Por Alberto Vergara. Politólogo.
Fuente- La República domingo 14 de diciembre
del 2025.
Adam Przeworski, uno de los
politólogos más reconocidos del mundo, en los últimos años ha
defendido una idea que puede ayudar a iluminar la gradual
descomposición y demolición de la democracia peruana.
(Digresión rápida: digo descomposición y
demolición porque con lo primero refiero a cuestiones históricas o sociales que
se imponen solas sobre la siempre precaria democracia peruana,
mientras que lo segundo alude a los actos deliberados de quienes buscan,
como los Saicos, demoler, demoler, demoler).
Regreso: lo
que Przeworski defiende es que las instituciones democráticas sufren problemas críticos bajo
dos situaciones. De un lado, cuando la gente reconoce que
los resultados electorales no tienen consecuencias
concretas para sus vidas. La segunda es la opuesta:
lo que se juega en las elecciones es demasiado crucial. El
costo que deben asumir quienes pierden las elecciones es exorbitante
y, por tanto, estas constituyen una amenaza peligrosa.

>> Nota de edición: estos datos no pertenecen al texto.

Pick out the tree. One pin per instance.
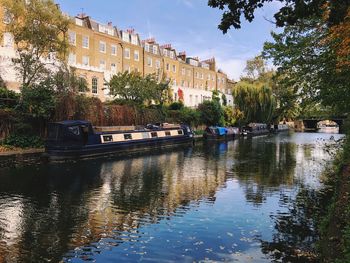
(211, 112)
(307, 65)
(38, 101)
(289, 14)
(256, 101)
(39, 31)
(8, 99)
(255, 68)
(132, 87)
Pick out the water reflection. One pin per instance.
(217, 201)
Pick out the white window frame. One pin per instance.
(102, 47)
(115, 48)
(134, 40)
(102, 64)
(155, 50)
(72, 58)
(88, 42)
(127, 53)
(136, 55)
(72, 36)
(88, 60)
(7, 17)
(114, 68)
(94, 84)
(149, 61)
(8, 40)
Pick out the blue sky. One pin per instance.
(189, 25)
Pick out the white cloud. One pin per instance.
(232, 67)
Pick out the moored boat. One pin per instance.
(277, 128)
(78, 139)
(220, 133)
(255, 129)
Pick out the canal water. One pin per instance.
(247, 200)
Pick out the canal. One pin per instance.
(248, 200)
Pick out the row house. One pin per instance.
(99, 51)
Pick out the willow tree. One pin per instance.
(39, 31)
(255, 100)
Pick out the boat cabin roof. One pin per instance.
(72, 122)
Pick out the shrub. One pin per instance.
(8, 99)
(211, 113)
(23, 141)
(176, 106)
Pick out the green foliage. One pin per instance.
(134, 88)
(38, 28)
(224, 99)
(176, 105)
(189, 116)
(38, 101)
(229, 115)
(290, 12)
(23, 141)
(8, 99)
(307, 67)
(211, 112)
(256, 101)
(65, 80)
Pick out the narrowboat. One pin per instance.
(327, 127)
(277, 128)
(255, 129)
(220, 133)
(78, 139)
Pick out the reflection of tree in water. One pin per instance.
(78, 204)
(264, 167)
(295, 233)
(45, 226)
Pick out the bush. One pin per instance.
(23, 141)
(8, 99)
(176, 106)
(211, 113)
(189, 116)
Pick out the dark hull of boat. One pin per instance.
(255, 133)
(226, 137)
(115, 149)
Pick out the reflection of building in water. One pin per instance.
(145, 190)
(264, 168)
(10, 229)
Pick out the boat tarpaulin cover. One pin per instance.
(222, 130)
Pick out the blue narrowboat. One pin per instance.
(220, 133)
(78, 139)
(255, 129)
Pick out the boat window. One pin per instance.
(145, 135)
(127, 136)
(74, 129)
(107, 138)
(53, 132)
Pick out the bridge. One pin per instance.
(310, 123)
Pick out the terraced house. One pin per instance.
(99, 51)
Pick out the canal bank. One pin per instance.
(232, 201)
(334, 226)
(20, 157)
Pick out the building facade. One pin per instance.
(99, 51)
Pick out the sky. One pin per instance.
(188, 25)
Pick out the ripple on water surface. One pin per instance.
(235, 201)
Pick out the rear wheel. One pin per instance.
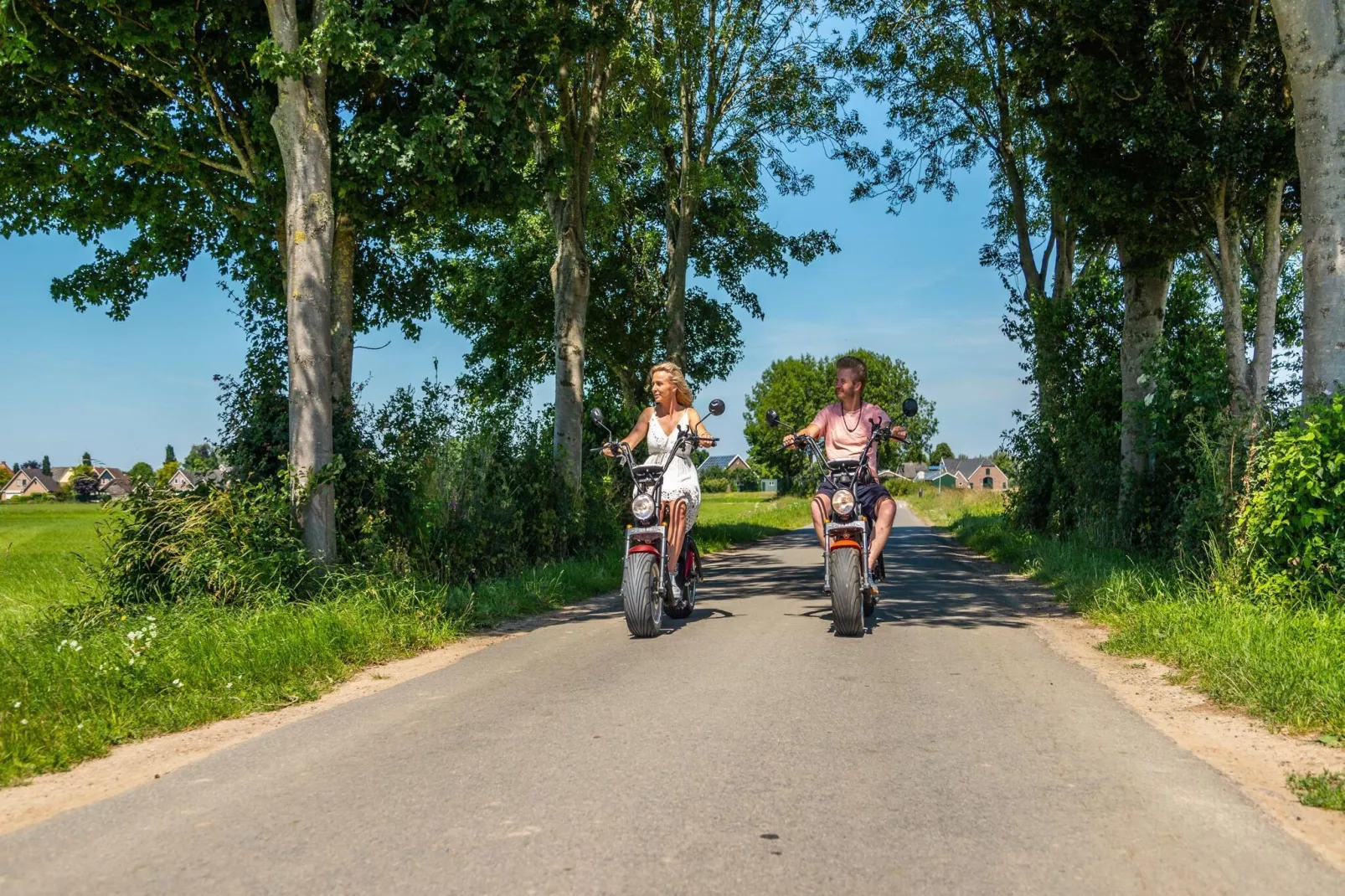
(643, 605)
(848, 592)
(688, 579)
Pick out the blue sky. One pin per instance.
(911, 284)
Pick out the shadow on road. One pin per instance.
(927, 583)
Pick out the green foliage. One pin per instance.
(201, 459)
(1291, 529)
(799, 388)
(164, 474)
(1068, 451)
(44, 543)
(229, 547)
(1324, 791)
(1278, 661)
(84, 481)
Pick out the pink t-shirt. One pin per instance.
(848, 434)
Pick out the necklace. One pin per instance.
(848, 427)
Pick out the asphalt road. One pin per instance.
(744, 751)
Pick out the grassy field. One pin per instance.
(78, 676)
(734, 518)
(1282, 663)
(39, 554)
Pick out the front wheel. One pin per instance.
(848, 592)
(643, 605)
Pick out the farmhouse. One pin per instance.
(723, 463)
(31, 481)
(977, 472)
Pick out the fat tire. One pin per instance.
(848, 592)
(643, 607)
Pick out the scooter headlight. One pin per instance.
(643, 507)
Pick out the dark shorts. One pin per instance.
(868, 494)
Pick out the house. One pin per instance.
(914, 471)
(31, 481)
(186, 479)
(723, 463)
(977, 472)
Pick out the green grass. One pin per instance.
(78, 676)
(40, 545)
(1324, 791)
(1282, 663)
(734, 518)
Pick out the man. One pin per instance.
(846, 428)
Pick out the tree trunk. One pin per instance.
(301, 131)
(1065, 239)
(343, 308)
(1267, 296)
(681, 221)
(1145, 283)
(1229, 273)
(1313, 37)
(570, 286)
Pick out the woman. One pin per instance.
(659, 425)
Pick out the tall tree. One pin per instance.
(729, 85)
(1118, 143)
(157, 116)
(1313, 38)
(951, 78)
(956, 93)
(590, 39)
(301, 126)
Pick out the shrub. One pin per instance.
(1291, 529)
(237, 545)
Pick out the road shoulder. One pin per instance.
(1236, 745)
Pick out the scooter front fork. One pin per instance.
(852, 533)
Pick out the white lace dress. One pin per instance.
(679, 481)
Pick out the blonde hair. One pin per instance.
(681, 389)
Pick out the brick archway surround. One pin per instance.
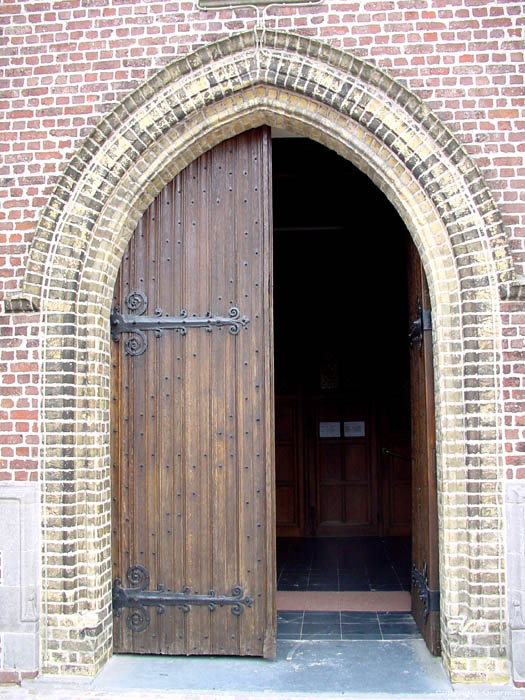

En síntesis, en el primer caso las elecciones no tienen
consecuencias importantes, en el otro son un asunto de vida o muerte.
Bueno, la trayectoria de la
democracia peruana de
los años 2000 puede ser descrita como una suerte de
péndulo de Przeworski: pasamos de la vigencia y
celebración del “piloto automático” que bypasseabaresultados
electorales al orden contemporáneo en el cual el
costo de protestar es una bala en la cabeza.
Hace trece años publiqué un ensayo titulado Alternancia
sin alternativa. Era el primer año de gobierno de
Ollanta Humala y después de haber erizado los terrores
más vetustos e inamovibles de nuestra sociedad prometiendo una
“gran transformación”, una vez en el poder resultó que la única
gran transformación de Humala fue la suya
propia transitando de comandante a cosito.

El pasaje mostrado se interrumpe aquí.